Harry cerró la ventana y se sentó en el sofá cama.

– Esta primavera, un tipo se puso en contacto conmigo por teléfono -continuó Sivertsen-. Era noruego, con acento del este del país. Ignoro cómo había conseguido mi número. Daba la impresión de saberlo todo sobre mí. Era casi escalofriante. O bueno, era totalmente escalofriante.

»Sabía quién era mi madre. Y las condenas que me habían caído. Y sabía de los diamantes en forma de pentagrama que habían constituido mi especialidad durante muchos años. Pero lo peor era que estaba al corriente de que había empezado con el tráfico de armas. Quería ambas cosas. Un diamante y una Česká con silenciador. Me ofreció una suma desorbitada. Le expliqué que lo del arma era imposible, que debía ir por otros canales, pero él insistió, la quería directamente, nada de intermediarios. Subió la oferta. Y Eva es, como ya he dicho, una mujer con exigencias y no podía permitirme perderla. Así que nos pusimos de acuerdo.

– ¿Exactamente en qué os pusisteis de acuerdo?

– Él tenía instrucciones muy específicas en cuanto a la entrega. Debía tener lugar en el parque Frognerparken, al lado de la fuente, justo debajo del monolito. La primera entrega fue hace poco más de cinco semanas. Debía producirse a las cinco de la tarde, hora en la que abundan los turistas y la gente que acude al parque después del trabajo. Eso nos permitiría deambular por allí sin que nadie se fijara en nosotros, dijo. De todos modos, las probabilidades de que alguien me reconociera eran mínimas. Hace muchos años, en el bar que más frecuentaba en Praga, vi a un tío que solía darme palizas en el colegio. Me miró sin verme. Él y una tía con la que me acosté cuando ella estaba de viaje de novios en Praga son las únicas personas de Oslo que he visto desde que me fui de aquí, ¿comprendes?
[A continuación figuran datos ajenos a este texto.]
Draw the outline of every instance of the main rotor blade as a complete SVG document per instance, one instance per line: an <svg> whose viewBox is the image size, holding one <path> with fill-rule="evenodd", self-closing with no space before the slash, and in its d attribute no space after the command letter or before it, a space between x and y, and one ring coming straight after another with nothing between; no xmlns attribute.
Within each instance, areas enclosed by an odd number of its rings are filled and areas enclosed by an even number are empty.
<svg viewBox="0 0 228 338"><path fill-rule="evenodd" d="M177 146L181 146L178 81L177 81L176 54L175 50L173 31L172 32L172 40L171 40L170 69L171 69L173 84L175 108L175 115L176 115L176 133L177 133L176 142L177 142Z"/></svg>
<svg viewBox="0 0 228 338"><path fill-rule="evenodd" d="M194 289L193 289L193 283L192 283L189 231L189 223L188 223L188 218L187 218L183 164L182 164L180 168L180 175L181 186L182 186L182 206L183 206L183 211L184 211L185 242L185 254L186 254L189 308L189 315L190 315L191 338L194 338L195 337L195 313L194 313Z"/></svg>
Harry asintió con la cabeza.

– Como quiera que sea -dijo Sivertsen-. El cliente no quería que nos viéramos y a mí eso me parecía bien. Yo llevaría la mercancía en una bolsa de plástico marrón que debía dejar en el cubo de basura verde que hay justo delante de la fuente, y luego largarme en seguida. Era muy importante que fuera puntual. Había recibido en mi cuenta de Suiza un ingreso por el importe de la cantidad acordada. Dijo que dudaba de que yo le engañase, dado que me había localizado. Y tenía razón. ¿Me puedes dar un cigarrillo?

Harry se lo encendió.

– Al día siguiente de la primera entrega me llamó otra vez y me encargó una Glock 23 y otro diamante de sangre para la semana siguiente. En el mismo lugar, a la misma hora, según el mismo procedimiento. Era domingo, pero también había mucha gente.